La bohème de Kristiania

C'est là que se rassemble la bohème de Kristiania, avec ses rêves de révolution contre une société, une répartition des rôles entre les sexes et un modèle familial jugés archaïques. Tout ce petit monde s'efforce de respecter neuf commandements, dont le premier est : « Tu écriras ta vie toi-même ». Il s'agit là du point de départ de leur engagement en tant qu'artiste. 

Christian Krohg suit ce commandement et s'évertue à peindre et à écrire jusqu'à la fin de sa vie, en restant fidèle au bon vieux Dagligstuen.

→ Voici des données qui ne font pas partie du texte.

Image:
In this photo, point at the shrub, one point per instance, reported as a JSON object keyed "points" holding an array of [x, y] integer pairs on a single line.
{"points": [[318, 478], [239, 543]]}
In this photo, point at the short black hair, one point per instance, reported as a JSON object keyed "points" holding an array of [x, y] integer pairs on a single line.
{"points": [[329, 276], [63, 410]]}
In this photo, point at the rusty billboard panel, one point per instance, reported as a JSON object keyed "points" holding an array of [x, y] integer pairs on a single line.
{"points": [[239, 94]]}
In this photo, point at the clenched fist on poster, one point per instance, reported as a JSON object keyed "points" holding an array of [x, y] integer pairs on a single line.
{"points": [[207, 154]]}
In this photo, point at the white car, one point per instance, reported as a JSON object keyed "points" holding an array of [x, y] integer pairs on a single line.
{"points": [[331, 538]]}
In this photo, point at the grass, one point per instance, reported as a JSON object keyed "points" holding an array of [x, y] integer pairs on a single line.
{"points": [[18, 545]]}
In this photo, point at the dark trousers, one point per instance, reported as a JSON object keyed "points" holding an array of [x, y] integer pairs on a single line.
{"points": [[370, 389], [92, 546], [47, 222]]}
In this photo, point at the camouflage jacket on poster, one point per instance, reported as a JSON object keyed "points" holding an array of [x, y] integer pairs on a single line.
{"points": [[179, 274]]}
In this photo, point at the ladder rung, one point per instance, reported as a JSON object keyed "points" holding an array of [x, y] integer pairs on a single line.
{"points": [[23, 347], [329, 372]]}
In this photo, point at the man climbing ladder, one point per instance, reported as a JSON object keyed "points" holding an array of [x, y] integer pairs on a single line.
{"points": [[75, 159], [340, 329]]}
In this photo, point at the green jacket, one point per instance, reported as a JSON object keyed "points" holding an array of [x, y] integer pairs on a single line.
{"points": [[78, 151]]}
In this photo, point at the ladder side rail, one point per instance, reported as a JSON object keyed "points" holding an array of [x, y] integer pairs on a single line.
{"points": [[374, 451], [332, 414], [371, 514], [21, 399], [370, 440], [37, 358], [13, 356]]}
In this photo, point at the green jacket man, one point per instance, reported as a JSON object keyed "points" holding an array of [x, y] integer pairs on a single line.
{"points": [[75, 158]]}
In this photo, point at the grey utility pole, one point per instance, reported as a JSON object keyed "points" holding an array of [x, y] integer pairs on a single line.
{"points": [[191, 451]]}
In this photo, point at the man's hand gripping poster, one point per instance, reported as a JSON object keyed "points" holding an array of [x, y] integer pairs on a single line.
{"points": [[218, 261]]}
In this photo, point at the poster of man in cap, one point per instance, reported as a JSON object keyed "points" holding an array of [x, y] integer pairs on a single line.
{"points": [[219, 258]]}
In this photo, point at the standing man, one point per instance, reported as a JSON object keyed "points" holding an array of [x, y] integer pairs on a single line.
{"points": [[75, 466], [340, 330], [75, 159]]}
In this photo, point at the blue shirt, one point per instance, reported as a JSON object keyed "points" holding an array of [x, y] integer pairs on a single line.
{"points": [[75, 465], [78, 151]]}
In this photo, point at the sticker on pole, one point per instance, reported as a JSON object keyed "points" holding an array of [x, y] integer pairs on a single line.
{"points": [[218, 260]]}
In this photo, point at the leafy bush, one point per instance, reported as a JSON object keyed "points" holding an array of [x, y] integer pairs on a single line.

Au vu de son statut d'invité d'honneur n° 1 et d'héritier d'Ibsen, la direction lui offre en 1914 un verre à vin et une carafe de cristal affectés en permanence à sa table habituelle.

Pour ce qui est du neuvième et dernier commandement des Bohèmes, « Tu t'ôteras la vie », les jeunes radicaux des années 1880 comptaient bien l'appliquer à coups de pjolter. Cette boisson tient son nom de P.J. Holter, qui avait séjourné à Londres et en avait ramené du whisky et du soda. Cela donne lieu à des concours, le record étant de 24 verres d'affilée. Il est à noter que le vainqueur a encore eu besoin d'une demi-bouteille de porto pour pouvoir dormir...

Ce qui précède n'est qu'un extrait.